In recent days, the company's rapid ascent has somewhat slowed. One primary reason for this is SMBC Nikko's initial downgrade of the company's rating last Wednesday, saying that Socionext's rapid rise appears somewhat excessive. The stock plunged 18% on Thursday, its biggest drop in history.
Of the eight analysts currently covering Socionext, seven have given a "Buy" rating, and one has given a "Hold" rating.
Tim Morse, an analyst at Asymmetry Advisors, stated that the company has broad profit prospects and occupies a unique position in the industry. However, he wouldn't be surprised if investors began to lock in further profits on the industry and the stock, considering its rapid rise.
Looking at the broader perspective, the Japanese stock market, which surged in the first half of the year, is gradually under pressure and has been a significant factor in halting Socionext's share price progression.
Melbourne-based Talaria Capital suggested that the impressive rise in the Japanese stock market since the beginning of the year could cool down in the second half, influenced by expectations of further global economic slowdown.

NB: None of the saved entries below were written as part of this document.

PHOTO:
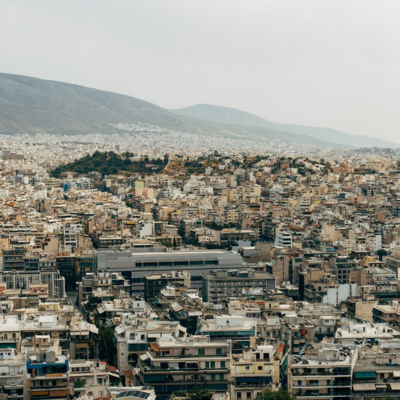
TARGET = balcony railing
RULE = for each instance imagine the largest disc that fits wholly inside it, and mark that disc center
(152, 369)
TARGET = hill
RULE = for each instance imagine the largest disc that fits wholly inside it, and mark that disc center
(32, 105)
(227, 115)
(110, 163)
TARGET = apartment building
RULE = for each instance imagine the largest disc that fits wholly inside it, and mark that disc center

Hugh Selby-Smith, Joint Chief Investment Officer at the fund management company, believes that the Japanese stock market's price at the end of 2023 might be lower than current levels. He cites as reasons the significant monetary policy tightening by most central banks in developed markets leading to a sluggish global economy, subsequently damaging Japanese exporters. The benchmark Japan TOPIX index touched its highest level since July 1990 earlier this month, having risen 20% so far this year.
Talaria's global equity fund, worth AUD 1.5 billion (approximately USD 1 billion), invested 17% in Japanese stocks at the start of the year, resulting in an 8.4% increase in the fund so far this year. Despite this, Selby-Smith is still optimistic about the Japanese stock market in the next three to five years.